New Feed in Tariffs in 2014
Recent figures announced from the Department of Energy and Climate Change (DECC), showing deployed and pre-accredited capacity under the Feed in Tariff (FIT) scheme up to September this year, indicate that several renewable technologies have now exceeded their 20% degression thresholds. All wind turbines (up to 5MW) and Anaerobic Digestion (AD) up to 500kW will be affected by a 20% reduction in tariff rates from April 2014, however this is the maximum degression level and will not be exceeded.
Deployed hydro capacity has already exceeded the 2.5% degression threshold and this is likely to reach the 5% threshold by the end of the year. The FIT rates for AD installations between 500kW – 5MW will be reduced by at least 5% from next April.
Figures for Solar PV are subject to more frequent changes, with degression based on quarterly deployed capacity figures. The data from DECC shows that for the period July – September 2013 there was not enough deployment of PV installations up to 50kW to trigger any degression. Current tariff rates will remain the same until early 2014, but a degression level of at least 3.5% will take place from April 2014. PV installations over 50kW will be affected by a mandatory 3.5% reduction in FIT rates from January 2014.

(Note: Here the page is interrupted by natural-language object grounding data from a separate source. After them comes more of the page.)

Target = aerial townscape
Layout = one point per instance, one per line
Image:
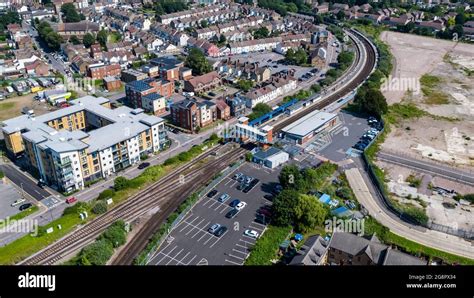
(237, 132)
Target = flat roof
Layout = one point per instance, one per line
(125, 124)
(308, 123)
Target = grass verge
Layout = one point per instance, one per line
(267, 245)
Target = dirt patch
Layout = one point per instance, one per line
(461, 216)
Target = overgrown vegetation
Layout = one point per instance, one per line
(266, 247)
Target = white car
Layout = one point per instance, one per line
(251, 233)
(240, 205)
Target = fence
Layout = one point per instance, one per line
(382, 192)
(180, 217)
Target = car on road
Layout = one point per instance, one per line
(268, 197)
(251, 233)
(71, 200)
(25, 206)
(240, 206)
(237, 176)
(220, 231)
(143, 165)
(234, 203)
(212, 193)
(18, 202)
(223, 198)
(232, 213)
(248, 180)
(212, 229)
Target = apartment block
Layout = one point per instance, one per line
(73, 146)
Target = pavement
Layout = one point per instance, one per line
(23, 181)
(428, 167)
(430, 238)
(189, 243)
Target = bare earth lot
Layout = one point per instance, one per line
(450, 142)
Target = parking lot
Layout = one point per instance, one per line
(9, 195)
(190, 243)
(353, 127)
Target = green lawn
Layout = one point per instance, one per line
(22, 214)
(266, 247)
(27, 245)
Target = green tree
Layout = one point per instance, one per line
(102, 37)
(97, 253)
(284, 207)
(70, 13)
(88, 40)
(291, 177)
(460, 19)
(120, 183)
(74, 40)
(100, 207)
(197, 62)
(309, 213)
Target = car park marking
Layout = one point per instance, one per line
(244, 253)
(206, 225)
(195, 226)
(174, 257)
(233, 262)
(236, 257)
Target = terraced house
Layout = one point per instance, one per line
(71, 147)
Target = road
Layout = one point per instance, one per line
(438, 240)
(23, 181)
(56, 64)
(428, 167)
(93, 191)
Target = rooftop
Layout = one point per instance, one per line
(125, 123)
(309, 123)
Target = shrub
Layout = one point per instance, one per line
(76, 208)
(100, 207)
(106, 194)
(121, 183)
(98, 253)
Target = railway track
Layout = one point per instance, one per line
(132, 208)
(359, 79)
(138, 243)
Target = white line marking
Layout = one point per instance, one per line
(233, 262)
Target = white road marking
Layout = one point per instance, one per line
(233, 262)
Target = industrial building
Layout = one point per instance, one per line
(73, 146)
(305, 128)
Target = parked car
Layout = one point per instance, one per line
(18, 202)
(212, 193)
(25, 206)
(234, 203)
(71, 200)
(268, 197)
(143, 165)
(232, 213)
(240, 206)
(220, 231)
(212, 229)
(223, 198)
(251, 233)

These changes reiterate the importance of gaining Preliminary Accreditation, if you have planning permission and a confirmed grid connection for your project. Applications for Preliminary Accreditation received before 31 December 2013 will enable landowners to lock in to the current higher FIT payments for a period of time, while a project is installed and commissioned. This is especially important for wind turbine projects and anaerobic digestion up to 500k, given the now confirmed 20% degression. The validity period for this tariff guarantee is 6 months for PV, 12 months for Wind/AD and 2 years for hydro technologies.
Mark Newton, partner and head of renewable energy at Fisher German, said it is likely wind turbine projects on lower wind speed sites would not be as attractive from next April; however, good rates of return will still be achievable when turbines are correctly positioned, on sites with good wind speeds.
He added: “We would hope that when the feed-in tariff rates do come down, that there will be a reduction in the price of wind turbines to ensure the UK market for wind is still viable but this is not guaranteed.
Historically, as feed-in tariff payments have gone down this has been partially offset in the last three years by increased savings through on site electricity usage, and as energy prices continue to increase above inflation. The income from electricity export also continues to increase, with up to 6p/kWh now being achievable through a power purchase agreement (PPA).
We would urge landowners to seek expert advice to take financial advantage of the current higher feed-in tariff payments, and ensure that the best rates of return are achieved as feed in tariffs decrease through degression.”